Today I would like to spend a bit of time circling around dancing. Sometimes the word dancing is used in conversations metaphorically. To emphasise the mutual engagement of both partners and point out to the flowing nature of the interaction. Things are dancing with each other, creating together, merging, reacting and playing. There is so much to dance that can be expanded to stretch the metaphor, there is tension, control, leading and being led, rhythm, music, rules, dynamics, etc. I noticed that in the past when I would encounter dancing I would always want it to become a movement. I preferred to move then to dance. But I feel that this has shifted for me in the past few days.


Movement is less constrained than the dance. The only constrains a movement has is its own physical limitations. A simple example is the body - it can’t move in the ways it can’t move. But within its own framework it is free to move. And this framework differs from individual to individual. So there is not really one general set of constraints that applies to everyone. Looking at movement more generally, removing the limitations of the body out of the equation, it is free, undirected, unpredictable, undefined. Nothing strange that I was drawn to it. There is no reference point in the moment, expect from moment to moment, reconstructing the past. We can think of it as being formless and abstract. The thing is that due to the nature of movement and its nebulosity it brings some complications when it has to be shared. In the movement we move in our own desired way.

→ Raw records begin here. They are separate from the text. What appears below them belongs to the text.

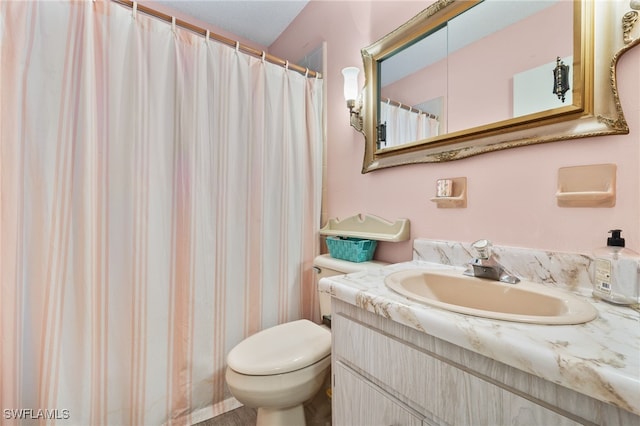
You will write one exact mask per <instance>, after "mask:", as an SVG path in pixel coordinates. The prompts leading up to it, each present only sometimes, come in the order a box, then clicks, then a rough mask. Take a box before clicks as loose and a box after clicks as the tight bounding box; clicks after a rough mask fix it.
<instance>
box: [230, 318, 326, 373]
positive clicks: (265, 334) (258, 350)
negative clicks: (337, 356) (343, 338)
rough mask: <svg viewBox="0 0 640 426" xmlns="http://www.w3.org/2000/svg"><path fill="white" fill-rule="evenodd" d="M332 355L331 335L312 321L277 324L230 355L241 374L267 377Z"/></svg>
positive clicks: (259, 334)
mask: <svg viewBox="0 0 640 426" xmlns="http://www.w3.org/2000/svg"><path fill="white" fill-rule="evenodd" d="M330 354H331V332H329V330H328V329H326V328H325V327H321V326H319V325H317V324H315V323H313V322H311V321H309V320H305V319H303V320H298V321H292V322H287V323H284V324H280V325H276V326H274V327H270V328H267V329H265V330H262V331H260V332H258V333H256V334H254V335H252V336H249V337H248V338H246V339H245V340H243V341H242V342H240V343H239V344H238V345H237V346H236V347H234V348H233V349H232V350H231V352H229V355H227V364H228V365H229V367H230V368H231V369H232V370H234V371H236V372H238V373H240V374H247V375H254V376H266V375H274V374H282V373H290V372H292V371H295V370H299V369H301V368H305V367H308V366H310V365H312V364H314V363H316V362H318V361H320V360H321V359H323V358H325V357H327V356H329V355H330Z"/></svg>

When the movement becomes mutual, then we are starting to dance. By mutual I don’t mean with another person but a moment in relation to anything else. The participation in dance is important, it is an active engagement that requires learning and mastering a skill. When we dance we are not only responsible for our own movement but also for the movements of the other. And this feels scary sometime. There is risk involved in dancing, we can make a fool of ourselves, and we definitely will. Nobody can dance beautifully when we first start to flow together. We need to build trust and have the communication in tact. And all of this sounds like work, improvement and vulnerability that comes with it. Of course movement is so much more fun. But perhaps to move graciously first we need to learn how to dance. Dancing requires patterns and retractions these are shared rules that demarcate the area to fill in. What I was feeling as resistance towards dance, wanting to lose its constraints and get lost in movement, perhaps was out of fear. Fear to not know how to dance in a way that my individual movement is not taken away from me. I think the desire and alertness to lose my authenticity sometimes didn’t allow me to move beyond safe space. Paradoxically limiting the options and constraining me even more.


This morning, it occurred to me that this resistance is not there any more. Movement has settled in a dance. This shift feels important. Interestingly, since recently I have been dancing a lot, like really a lot. I wonder if there is a correlation between me internally sorting out the dance-movement relationship and my physical urge to dance that was noticeably manifesting itself in the past few months. Like my body knew all along that movement without a dance in not complete. We need the pattern to be nebulous. And once we learn that there are so many different dances to discover, the fears to be restricted fade away. I do have a fear of patterns and restrictions, maybe due to particular events in my life when I became sensitive towards it. My practice was always focused around breaking, disrupting, deconstructing etc. I feel I am growing out of this unproductive dichotomy, defining myself through an opposition doesn’t seem relevant at this point. Learning the skill, engaging with the environment, creating with others and being honest is a better lens to have to build my practice.

Looking at the movement separate from dance, and having a preference to one or the other seems rather shortsighted and arrogant. Marrying movement and dance feels like opening up possibilities to learn and master the skill. Wild energies of movement coming together with the patterns of a dance.